Open desb42 opened 5 years ago
looking at the logs (see #527) for the log, the last SQLITE error may be indicative?
mass_parse.fail_end; err=[err 0] <org.sqlite.SQLiteException> [SQLITE_CONSTRAINT_UNIQUE]
A UNIQUE constraint failed (UNIQUE constraint failed: hxtn_page.page_id, hxtn_page.wkr_id, hxtn_page.data_id)
[err 1] <db> db.engine:exec failed: url=data
source=g:\xowa\wiki\en.wikipedia.org\tmp\xomp\xomp_004\xomp_wkr.sqlite3;version=3;
sql=CREATE UNIQUE INDEX IF NOT EXISTS hxtn_page__pkey ON hxtn_page (page_id, wkr_id, data_id);
[trace]:
org.sqlite.core.DB.newSQLException(DB.java:909)
org.sqlite.core.DB.newSQLException(DB.java:921)
org.sqlite.core.DB.throwex(DB.java:886)
org.sqlite.core.NativeDB._exec_utf8(Native Method)
org.sqlite.core.NativeDB._exec(NativeDB.java:87)
org.sqlite.jdbc3.JDBC3Statement.executeUpdate(JDBC3Statement.java:116)

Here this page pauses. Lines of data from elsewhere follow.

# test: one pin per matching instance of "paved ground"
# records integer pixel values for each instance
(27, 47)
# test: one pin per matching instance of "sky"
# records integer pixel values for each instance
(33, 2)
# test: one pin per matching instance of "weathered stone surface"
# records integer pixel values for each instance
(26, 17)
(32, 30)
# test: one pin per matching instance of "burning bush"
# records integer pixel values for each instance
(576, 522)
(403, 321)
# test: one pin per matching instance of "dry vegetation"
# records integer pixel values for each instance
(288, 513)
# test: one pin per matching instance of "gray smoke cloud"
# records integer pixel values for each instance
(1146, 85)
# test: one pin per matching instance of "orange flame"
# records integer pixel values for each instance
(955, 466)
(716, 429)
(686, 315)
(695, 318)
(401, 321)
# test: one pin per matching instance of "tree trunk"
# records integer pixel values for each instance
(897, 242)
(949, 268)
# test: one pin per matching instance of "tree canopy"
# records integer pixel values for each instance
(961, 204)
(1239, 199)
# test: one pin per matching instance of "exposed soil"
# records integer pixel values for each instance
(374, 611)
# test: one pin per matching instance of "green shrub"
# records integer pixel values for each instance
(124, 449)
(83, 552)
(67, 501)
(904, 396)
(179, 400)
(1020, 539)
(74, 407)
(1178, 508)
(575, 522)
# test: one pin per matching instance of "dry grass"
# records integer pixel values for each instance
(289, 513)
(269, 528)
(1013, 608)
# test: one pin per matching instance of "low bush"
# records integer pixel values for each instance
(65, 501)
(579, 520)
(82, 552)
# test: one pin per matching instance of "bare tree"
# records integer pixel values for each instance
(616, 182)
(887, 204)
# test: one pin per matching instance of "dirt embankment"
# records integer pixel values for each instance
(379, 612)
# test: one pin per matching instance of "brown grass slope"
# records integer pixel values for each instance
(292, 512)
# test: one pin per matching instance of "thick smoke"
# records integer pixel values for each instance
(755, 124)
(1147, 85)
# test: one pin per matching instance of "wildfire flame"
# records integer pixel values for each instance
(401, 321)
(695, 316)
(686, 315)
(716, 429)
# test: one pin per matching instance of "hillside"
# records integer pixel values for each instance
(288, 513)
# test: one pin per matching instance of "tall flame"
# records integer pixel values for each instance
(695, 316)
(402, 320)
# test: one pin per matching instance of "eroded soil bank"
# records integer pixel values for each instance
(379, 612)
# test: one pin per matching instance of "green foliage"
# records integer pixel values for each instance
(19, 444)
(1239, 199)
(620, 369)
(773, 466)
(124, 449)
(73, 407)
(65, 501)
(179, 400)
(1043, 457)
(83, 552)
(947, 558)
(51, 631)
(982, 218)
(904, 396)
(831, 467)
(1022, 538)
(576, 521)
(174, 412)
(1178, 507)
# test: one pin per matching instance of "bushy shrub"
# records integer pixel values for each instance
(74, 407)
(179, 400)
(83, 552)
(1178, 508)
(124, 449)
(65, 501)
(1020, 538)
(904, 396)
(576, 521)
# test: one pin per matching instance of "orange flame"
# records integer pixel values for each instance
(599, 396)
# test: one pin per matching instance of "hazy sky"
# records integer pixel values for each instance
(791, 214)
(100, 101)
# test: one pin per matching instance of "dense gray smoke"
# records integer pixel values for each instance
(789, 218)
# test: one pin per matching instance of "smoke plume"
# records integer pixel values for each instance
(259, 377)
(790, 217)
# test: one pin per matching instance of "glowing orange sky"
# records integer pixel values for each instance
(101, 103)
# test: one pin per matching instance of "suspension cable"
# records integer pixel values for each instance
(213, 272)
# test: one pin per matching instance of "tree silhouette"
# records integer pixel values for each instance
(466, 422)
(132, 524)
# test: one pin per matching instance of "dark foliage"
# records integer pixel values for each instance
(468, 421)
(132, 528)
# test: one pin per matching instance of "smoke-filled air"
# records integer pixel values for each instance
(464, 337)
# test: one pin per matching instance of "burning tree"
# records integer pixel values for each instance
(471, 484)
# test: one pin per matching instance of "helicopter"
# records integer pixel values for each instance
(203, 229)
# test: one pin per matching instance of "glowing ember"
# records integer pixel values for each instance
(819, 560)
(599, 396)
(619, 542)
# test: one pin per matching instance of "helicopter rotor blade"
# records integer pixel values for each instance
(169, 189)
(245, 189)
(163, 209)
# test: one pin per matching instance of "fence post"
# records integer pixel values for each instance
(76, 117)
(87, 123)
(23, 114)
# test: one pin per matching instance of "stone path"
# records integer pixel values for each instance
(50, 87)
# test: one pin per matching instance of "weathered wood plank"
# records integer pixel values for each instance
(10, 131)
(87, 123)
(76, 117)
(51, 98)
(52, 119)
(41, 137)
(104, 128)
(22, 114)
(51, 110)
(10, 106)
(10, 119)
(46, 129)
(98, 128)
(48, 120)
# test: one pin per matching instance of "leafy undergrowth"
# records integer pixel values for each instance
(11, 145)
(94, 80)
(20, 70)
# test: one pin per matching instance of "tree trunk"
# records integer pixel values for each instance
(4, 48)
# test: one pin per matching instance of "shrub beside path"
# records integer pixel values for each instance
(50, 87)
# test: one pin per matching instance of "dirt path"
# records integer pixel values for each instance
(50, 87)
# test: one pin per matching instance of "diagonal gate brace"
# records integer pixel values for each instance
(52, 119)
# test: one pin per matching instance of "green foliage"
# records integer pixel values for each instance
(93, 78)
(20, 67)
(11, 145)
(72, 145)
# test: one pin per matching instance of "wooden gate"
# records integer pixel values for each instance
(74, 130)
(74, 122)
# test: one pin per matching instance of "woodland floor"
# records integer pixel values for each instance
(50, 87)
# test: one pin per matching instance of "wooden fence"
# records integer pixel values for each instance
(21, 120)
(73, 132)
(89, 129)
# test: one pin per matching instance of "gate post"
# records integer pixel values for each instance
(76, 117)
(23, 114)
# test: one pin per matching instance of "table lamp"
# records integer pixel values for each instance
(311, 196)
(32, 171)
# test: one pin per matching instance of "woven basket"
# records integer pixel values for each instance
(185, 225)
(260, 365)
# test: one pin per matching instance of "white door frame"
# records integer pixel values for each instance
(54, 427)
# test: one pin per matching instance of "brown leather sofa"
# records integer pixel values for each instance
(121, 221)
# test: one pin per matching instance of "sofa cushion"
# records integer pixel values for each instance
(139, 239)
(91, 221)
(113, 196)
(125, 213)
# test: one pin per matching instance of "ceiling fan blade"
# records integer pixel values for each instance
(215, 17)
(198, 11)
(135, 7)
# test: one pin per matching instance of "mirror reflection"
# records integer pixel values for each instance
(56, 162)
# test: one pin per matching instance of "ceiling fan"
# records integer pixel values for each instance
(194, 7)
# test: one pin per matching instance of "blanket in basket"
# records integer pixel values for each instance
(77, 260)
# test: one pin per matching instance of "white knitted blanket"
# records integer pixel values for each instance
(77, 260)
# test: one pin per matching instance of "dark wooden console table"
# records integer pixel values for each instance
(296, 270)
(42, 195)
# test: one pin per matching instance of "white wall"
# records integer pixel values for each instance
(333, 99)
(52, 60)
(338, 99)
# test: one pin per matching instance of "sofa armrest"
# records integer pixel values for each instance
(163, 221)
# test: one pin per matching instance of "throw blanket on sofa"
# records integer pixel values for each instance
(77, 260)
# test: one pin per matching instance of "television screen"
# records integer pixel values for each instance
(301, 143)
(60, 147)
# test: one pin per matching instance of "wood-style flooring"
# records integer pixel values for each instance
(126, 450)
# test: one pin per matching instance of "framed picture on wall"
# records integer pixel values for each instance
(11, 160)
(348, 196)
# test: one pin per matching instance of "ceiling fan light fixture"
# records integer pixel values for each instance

gplx.dbs.engines.Db_engine_sql_base.Exec_as_int(Db_engine_sql_base.java:48)
gplx.dbs.engines.Db_engine_sql_base.Meta_idx_create(Db_engine_sql_base.java:69)
gplx.dbs.Db_conn.Meta_idx_create(Db_conn.java:47)
gplx.xowa.htmls.hxtns.pages.Hxtn_page_tbl.Stmt_end(Hxtn_page_tbl.java:42)
gplx.xowa.htmls.hxtns.pages.Hxtn_page_mgr.Insert_end(Hxtn_page_mgr.java:74)
gplx.xowa.addons.bldrs.mass_parses.parses.wkrs.Xomp_parse_wkr.Exec(Xomp_parse_wkr.java:186)
gplx.xowa.addons.bldrs.mass_parses.parses.wkrs.Xomp_parse_wkr.Invk(Xomp_parse_wkr.java:213)
gplx.Gfo_invk_.Invk_by_msg(Gfo_invk_.java:34)
gplx.core.threads.Thread_adp.run(Thread_adp.java:33)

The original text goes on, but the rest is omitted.